Three reasons why not to reinstate it
“First, waterboarding is a form of torture and, contrary to popular belief, torture simply does not work,” Mr. Melzer emphasized.
“Torture is known to consistently produce false confessions and unreliable or misleading information,” he said. “Faced with the imminent threat of excruciating pain or anguish, victims simply will say anything –regardless of whether it is true– to make the pain stop and try to stay alive.”

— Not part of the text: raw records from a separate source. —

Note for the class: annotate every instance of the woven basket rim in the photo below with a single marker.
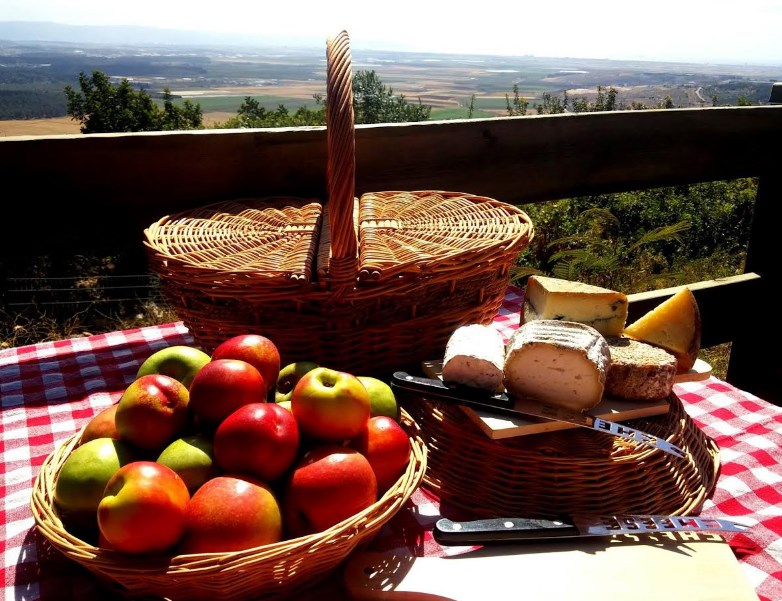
(347, 533)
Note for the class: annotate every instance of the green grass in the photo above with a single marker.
(457, 113)
(231, 104)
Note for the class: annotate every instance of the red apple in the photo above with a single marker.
(259, 439)
(387, 447)
(222, 386)
(257, 350)
(329, 484)
(102, 425)
(143, 508)
(153, 411)
(231, 513)
(330, 405)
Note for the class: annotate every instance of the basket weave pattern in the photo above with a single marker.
(273, 571)
(371, 285)
(564, 473)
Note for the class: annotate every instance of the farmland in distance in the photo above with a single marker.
(220, 77)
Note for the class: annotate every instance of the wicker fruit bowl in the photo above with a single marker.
(274, 571)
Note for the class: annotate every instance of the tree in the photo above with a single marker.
(373, 102)
(102, 107)
(552, 105)
(520, 104)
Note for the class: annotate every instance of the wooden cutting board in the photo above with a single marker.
(692, 567)
(498, 426)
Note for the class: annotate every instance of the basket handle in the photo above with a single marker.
(341, 174)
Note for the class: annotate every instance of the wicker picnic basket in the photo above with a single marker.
(366, 285)
(276, 571)
(564, 473)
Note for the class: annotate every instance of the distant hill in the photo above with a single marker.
(41, 31)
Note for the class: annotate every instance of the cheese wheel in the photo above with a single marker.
(474, 356)
(559, 362)
(639, 371)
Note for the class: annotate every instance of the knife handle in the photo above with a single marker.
(500, 530)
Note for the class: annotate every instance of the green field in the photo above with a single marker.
(230, 104)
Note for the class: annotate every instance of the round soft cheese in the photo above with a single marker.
(564, 363)
(474, 356)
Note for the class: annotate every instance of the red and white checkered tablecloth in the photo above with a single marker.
(50, 390)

The expert recalled the 2014 US Senate Intelligence Committee Report, which concluded that the CIA’s use of enhanced interrogation techniques, including waterboarding, was ‘not an effective means of acquiring intelligence or gaining cooperation from detainees’, a conclusion echoed by countless law enforcement agencies and scientific studies worldwide.
“Second, even if torture did work, that does not make it legally or morally acceptable,” he added. “Let us be clear: if you are looking for military advantage in war, you can argue that chemical weapons ‘work’, or terrorism ‘works’ as well.”
“However, all civilized peoples of this world have stood together to outlaw such abhorrent practices because, just as torture, they irreparably destroy the humanity and integrity not only of the victim, but also of the perpetrator and, ultimately of society as a whole,” Mr. Melzer underscored.
The Special Rapporteurs are part of what is known as the Special Procedures of the Human Rights Council. Special Procedures, the largest body of independent experts in the UN Human Rights system, is the general name of the Council’s independent fact-finding and monitoring mechanisms that address either specific country situations or thematic issues in all parts of the world. Special Procedures’ experts work on a voluntary basis; they are not UN staff and do not receive a salary for their work. They are independent from any government or organization and serve in their individual capacity.